Peshawar: Pakistani authorities ordered "foolproof" security on Wednesday for journalists across the country a day after a suicide bomber attacked a press club in the northwestern city of Peshawar.
The attack on the club was the latest in a surge of militant strikes in Peshawar which began when the army went on the offensive against Pakistani Taliban militants in their South Waziristan stronghold on the Afghan border in October.
Reporters have been attacked and killed in Pakistan's ethnic Pashtun tribal regions along the Afghan border and elsewhere, but the Tuesday blast was the first on a reporters' club in a city.

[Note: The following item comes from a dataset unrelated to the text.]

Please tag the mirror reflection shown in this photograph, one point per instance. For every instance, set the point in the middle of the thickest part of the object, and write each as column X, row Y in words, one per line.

The blast indicated a new trend in terrorist attacks and posed a serious threat, the Interior Ministry said.
"In order to avert such attacks in future, foolproof security arrangements for all press clubs ... and prominent media persons have to be ensured," the ministry said in an order to provincial interior departments.
A lone bomber wearing a suicide vest blew himself up at the gate of the club when a police guard tried to stop him from getting in, killing three people and wounding 17.
The club released closed-circuit television footage of the attack showing a man wearing a black jacket over a traditional loose tunic and baggy trousers talking to the guard as three other men stood nearby, just inside the club premises.
The club is a meeting place for journalists in the city, the gateway to the Khyber Pass and an ancient trading hub between South Asia's plains and the mountains of Afghanistan.
During the 1980s, the city was a hub for Islamist fighters, including Osama bin Laden, battling Soviet occupiers in nearby Afghanistan.